Almost every photographer wants to own a better camera, right? But then again, not every photographer really needs a better camera. So how does one know when is the right time to upgrade the gear?
Before doing that, let's first understand what ‘upgrading the gear' actually means. Your photography gear is not limited to the camera – other gear is as important as the camera itself. So, we'll talk not only about the body of the camera, but also about the whole system, including lenses, flashes, tripods, etc.
Recognizing it’s the right time for an upgrade can prove to be difficult. Photographers often cannot see the difference between needing and wanting a new camera.
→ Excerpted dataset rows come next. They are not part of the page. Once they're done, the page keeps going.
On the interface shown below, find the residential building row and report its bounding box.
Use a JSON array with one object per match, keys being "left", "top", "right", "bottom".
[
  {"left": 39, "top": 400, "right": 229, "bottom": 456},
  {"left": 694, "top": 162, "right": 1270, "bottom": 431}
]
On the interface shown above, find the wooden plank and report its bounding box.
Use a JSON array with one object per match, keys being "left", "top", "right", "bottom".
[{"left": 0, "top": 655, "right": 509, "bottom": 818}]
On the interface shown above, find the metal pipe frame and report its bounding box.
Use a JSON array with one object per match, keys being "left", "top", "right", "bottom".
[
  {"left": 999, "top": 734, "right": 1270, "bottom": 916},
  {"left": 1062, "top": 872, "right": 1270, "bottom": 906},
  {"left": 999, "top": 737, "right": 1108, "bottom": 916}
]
Firstly, it’s up to you to evaluate what you are using the camera for and what gear you need to accomplish that. Always think whether there is slightly less convenient way to do that with your current camera. Then, ask yourself: Will the upgrade justify the costs? Will it give you much better results or the difference between the current and new camera will be negligible? Simply put, is it really worth it? You already know that upgrading just for the sake of having the latest model is not really optimal, and will cost you a fortune. If you know your way around DSLR, and you love what you do, you’ll be able to do (almost) just about anything with the mediocre gear available.
So, what do you need to have in mind when considering upgrading your photography gear?
Should you always get the next model? No. Not even every third model that comes out. You only upgrade camera bodies when they stop doing what you need them to do for you. I’m not talking about mechanical breakdown or similar problem. For instance, if you shoot sports and your camera is only able to do 2 frames per second and is not able to go above 1600 ISO, you’ll have a bad time shooting. Or maybe you are doing weddings, and the 1600 ISO limit means that using over 400 ISO makes images so noisy that they are practically unusable.
Photo by Andreas Øverland
This is a broad topic because there are a lot of lens varieties for a lot of purposes. So, when is a good time to upgrade your lens, or lens collection? Let’s start with kit lenses. Kit lenses are cheap and versatile, which makes them quite useful for beginners, but the quality of the image and the aperture just isn’t up to par with the standard demands in the industry. So, kit lenses should serve as a transitional lens for learning purposes and for amateur photographers. What about outdated lens? It doesn’t mean that if a certain lens is old it is also bad. Similarly, it is not obligatory for every photographer who uses an older version to get a newer one. Upgrade to a more expensive lens only if you really have to. Lenses are practically the most expensive part of photography, and you can’t really own only one lens for everything, so you need to choose wisely. I’d say lens collection can’t really be upgraded, but expanded. One can’t just have enough lenses.
Flashes and Diffusers
Flashes often die before they get upgraded. I’m not saying that they break down fast, just that flashes suffer the most from mechanical damage. Whether that is light stand tipping over and resulting in broken flash, or twisting the swivel a bit too hard – this is often the case to buy a new flash. However, if your flash had survived long enough to be upgraded, you should buy a new flash if your current one doesn’t tilt and swivel enough – this applies for on-camera flashes – or if it isn’t powerful and/or fast enough. All flashes aren’t cheap, but they are more often indispensable, so upgrading the flash can improve your images and workflow much. Diffusers, softboxes, umbrellas and all that flash modifying gear only get upgraded when they are broken.
Photo by equinoxefr
Accessories rarely get upgraded, and you just buy more of them. But buying the right accessories is, in a way, upgrading the camera system. Take the battery grip for example. The battery grip does so many things that it is practically a must have for the working photographer. Giving you the ergonomics for portrait oriented photos, that extra battery juice really give a whole new deal into photography workflow.
With SD/CF cards, faster means better. Faster also means faster workflow when emptying camera buffer, importing photos on your computer, and shooting video on higher bit rate. When it comes to tripods and monopods, getting better ones mean your camera will be more stable on them, thus you’ll get cleaner and sharper images and there is less risk of tipping over for the camera.